As I began to write this post and dug deeper into the Etsy story, I realized that my warm fuzzy feelings about Etsy might have been unfounded. CNN reported in July of 2009 that vendors were becoming disenchanted with Etsy. In fact, in spite of billing itself as an “empire of entrepreneurs,” it was reported that only a handful of sellers actually made living on Etsy, yet the ability of the company to thrive depends on the participation of those entrepreneurs. Etsy makes its money by taking a cut of each sale and also charges a fee each time an item is listed for sale. Etsy has been valued at $100 million by investors and is rumored to take in more than $12 million a year in fees. Clearly, even if its sellers aren’t making any money to speak of, Etsy’s not having any problem in that regard.

In addition to rampant seller dissatisfaction with Etsy, there seems to be no shortage of claims of poor customer service. Etsy is also rumored to routinely censor unflattering commentary in its own user forums. Talk about things that make me crazy. Censoring commentary in user forums (or anywhere) makes me wonder what other kind of review censoring Etsy might be doing – and that’s a whole different blog post.

Etsy’s forum commentary policy, as reported by CNN, is that “Etsy forbids ‘discussing a specific member, store or item in a negative way.’” So, apparently if you don’t have a good experience and/or anything good to say, Etsy doesn’t want to hear about it. Hmmm. Sounds like a formula for great vendor relations and great customer relations.

My illusions shattered about Etsy, let’s get back to stuff that offends.

This situation is reminiscent of the recent brouhaha on Amazon about the book The Pedophile’s Guide to Love and Pleasure: a Child-lover’s Code of Conduct” that went on sale on October 28, 2010. After much outcry on Twitter, Facebook and by Amazon customers, the book was finally yanked by Amazon about two weeks later.

Amazon defended its actions in letting the book remain on the site because they “believe(s) it is censorship not to sell certain books simply because we or others believe their message is objectionable. Amazon does not support or promote hatred or criminal acts, however, do support the right of every individual to make their own purchasing decision.”

Amazon customers vehemently disagreed and made no bones about that displeasure. In fact, I recently Tweeted about a book available on Amazon only to have someone respond that they refused to buy from Amazon based on that lapse of judgment on their part.
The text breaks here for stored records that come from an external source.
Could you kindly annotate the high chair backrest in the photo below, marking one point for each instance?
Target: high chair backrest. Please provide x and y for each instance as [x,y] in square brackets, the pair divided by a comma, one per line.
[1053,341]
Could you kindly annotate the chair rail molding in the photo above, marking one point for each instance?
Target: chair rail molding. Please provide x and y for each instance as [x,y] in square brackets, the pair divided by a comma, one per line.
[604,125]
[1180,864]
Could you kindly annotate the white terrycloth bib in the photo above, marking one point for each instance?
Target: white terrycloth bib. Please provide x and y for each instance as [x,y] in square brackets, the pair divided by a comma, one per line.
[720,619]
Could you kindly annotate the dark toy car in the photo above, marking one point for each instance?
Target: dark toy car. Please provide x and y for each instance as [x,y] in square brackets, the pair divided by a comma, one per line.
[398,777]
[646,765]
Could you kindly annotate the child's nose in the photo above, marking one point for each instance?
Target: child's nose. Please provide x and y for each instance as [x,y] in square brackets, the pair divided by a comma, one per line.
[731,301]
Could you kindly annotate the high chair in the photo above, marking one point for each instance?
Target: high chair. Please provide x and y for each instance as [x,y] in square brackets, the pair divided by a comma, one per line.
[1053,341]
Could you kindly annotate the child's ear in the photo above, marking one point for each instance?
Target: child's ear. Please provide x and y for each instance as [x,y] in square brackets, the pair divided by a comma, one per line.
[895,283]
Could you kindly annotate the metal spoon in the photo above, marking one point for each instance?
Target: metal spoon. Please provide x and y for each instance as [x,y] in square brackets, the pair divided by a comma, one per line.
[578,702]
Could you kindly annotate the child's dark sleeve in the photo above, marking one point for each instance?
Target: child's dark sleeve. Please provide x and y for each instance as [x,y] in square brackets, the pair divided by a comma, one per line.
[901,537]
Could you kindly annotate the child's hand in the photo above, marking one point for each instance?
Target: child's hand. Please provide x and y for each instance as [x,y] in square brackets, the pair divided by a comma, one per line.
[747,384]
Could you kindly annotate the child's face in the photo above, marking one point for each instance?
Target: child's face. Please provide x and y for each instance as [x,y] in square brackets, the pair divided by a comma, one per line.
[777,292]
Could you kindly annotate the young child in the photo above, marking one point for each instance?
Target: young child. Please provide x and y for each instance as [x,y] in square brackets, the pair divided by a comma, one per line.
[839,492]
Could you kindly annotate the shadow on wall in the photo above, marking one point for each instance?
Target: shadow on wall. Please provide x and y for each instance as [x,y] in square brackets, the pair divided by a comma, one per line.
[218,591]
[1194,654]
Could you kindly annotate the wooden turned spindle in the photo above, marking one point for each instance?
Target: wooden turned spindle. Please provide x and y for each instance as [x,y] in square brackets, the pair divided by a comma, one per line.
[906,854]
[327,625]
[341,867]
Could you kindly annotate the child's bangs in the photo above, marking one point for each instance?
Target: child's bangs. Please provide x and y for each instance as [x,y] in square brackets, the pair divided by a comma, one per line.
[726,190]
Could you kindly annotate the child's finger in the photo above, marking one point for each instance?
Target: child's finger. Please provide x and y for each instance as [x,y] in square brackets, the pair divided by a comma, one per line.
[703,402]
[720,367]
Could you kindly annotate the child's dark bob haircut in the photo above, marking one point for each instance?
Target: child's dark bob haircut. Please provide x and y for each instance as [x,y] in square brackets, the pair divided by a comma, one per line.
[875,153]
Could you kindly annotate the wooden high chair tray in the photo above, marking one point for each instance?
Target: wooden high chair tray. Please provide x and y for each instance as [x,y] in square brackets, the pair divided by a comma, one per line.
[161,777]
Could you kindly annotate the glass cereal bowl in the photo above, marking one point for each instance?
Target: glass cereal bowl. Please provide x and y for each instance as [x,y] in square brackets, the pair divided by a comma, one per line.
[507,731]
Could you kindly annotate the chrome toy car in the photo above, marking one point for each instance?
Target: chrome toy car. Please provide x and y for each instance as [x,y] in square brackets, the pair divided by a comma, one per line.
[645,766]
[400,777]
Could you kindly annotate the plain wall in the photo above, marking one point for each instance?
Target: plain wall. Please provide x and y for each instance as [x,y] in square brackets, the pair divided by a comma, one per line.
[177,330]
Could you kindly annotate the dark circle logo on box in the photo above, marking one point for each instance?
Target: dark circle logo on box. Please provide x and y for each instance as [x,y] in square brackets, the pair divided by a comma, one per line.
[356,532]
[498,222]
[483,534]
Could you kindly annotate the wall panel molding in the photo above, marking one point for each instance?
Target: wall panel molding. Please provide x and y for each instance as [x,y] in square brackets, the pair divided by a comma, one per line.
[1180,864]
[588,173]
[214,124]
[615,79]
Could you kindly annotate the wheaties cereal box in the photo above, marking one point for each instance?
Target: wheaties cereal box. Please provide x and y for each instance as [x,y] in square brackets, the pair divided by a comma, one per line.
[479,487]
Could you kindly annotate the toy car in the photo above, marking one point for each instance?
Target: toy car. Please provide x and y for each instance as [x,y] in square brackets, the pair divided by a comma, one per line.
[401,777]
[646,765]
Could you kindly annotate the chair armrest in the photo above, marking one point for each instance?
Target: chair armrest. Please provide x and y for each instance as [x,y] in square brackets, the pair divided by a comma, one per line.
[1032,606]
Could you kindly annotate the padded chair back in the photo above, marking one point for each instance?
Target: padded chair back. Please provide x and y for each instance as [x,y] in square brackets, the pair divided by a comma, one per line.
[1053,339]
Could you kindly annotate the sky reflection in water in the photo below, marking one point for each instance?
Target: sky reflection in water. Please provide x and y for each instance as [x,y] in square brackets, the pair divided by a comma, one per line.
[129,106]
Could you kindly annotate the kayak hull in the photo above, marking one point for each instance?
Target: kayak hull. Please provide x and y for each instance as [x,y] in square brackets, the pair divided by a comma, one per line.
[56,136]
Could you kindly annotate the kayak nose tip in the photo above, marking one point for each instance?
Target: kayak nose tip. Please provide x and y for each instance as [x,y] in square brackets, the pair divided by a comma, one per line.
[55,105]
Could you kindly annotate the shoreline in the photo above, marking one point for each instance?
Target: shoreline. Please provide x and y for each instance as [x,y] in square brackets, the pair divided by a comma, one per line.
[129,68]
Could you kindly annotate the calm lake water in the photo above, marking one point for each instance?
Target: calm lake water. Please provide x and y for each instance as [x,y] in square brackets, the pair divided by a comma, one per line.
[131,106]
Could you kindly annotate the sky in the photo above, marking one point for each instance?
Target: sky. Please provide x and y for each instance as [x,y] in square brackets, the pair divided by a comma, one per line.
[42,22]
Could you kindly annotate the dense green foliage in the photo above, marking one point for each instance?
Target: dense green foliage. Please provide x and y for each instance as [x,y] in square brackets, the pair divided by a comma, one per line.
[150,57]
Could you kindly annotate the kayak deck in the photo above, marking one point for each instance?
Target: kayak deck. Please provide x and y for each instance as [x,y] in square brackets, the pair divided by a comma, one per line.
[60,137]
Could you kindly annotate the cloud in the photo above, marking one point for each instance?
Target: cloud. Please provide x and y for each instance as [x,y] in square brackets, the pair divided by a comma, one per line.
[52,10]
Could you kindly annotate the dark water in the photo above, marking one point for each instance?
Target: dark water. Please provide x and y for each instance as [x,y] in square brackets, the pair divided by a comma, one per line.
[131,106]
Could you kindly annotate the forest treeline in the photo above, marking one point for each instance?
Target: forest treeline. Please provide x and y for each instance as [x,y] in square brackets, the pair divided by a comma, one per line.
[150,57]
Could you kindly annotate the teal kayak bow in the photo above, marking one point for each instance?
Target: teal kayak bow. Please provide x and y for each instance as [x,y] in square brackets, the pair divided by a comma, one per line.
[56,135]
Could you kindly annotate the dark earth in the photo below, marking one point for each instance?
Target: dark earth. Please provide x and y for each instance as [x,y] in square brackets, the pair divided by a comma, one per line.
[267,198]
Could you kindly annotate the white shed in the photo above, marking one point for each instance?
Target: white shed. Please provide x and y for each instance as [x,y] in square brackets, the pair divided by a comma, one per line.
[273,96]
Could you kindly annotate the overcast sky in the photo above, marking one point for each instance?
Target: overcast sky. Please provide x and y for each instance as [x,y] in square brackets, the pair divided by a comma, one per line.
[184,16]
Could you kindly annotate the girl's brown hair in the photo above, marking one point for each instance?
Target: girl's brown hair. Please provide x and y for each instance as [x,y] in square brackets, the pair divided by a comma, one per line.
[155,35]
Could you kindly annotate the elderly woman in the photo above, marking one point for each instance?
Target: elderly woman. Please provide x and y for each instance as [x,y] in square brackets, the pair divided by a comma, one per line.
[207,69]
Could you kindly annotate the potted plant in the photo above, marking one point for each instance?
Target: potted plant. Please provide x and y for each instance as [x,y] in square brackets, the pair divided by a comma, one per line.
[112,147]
Apparently, a lot of people object to pedophilia “how to” literature being available on a site like Amazon’s. And before you get all 1st Amendment crazy on me, those rights relate to restrictions on speech issued by the government – not by retailers like Amazon or Etsy. Those sites make their own rules, and if they choose not to carry merchandise promoting hatred, pedophilia or religious intolerance, they can.

As my friend PRCog opines in a post on this very topic, these cards are against Etsy’s TOS and they’ve been notified. Repeatedly.  Those TOS aren’t at all unclear:

“Use of mature, profane and/or racist language or images in the public areas of your Etsy shop is not permitted. This includes your username, Public Profile, item titles, tags, avatar, banner and/or shop selections.”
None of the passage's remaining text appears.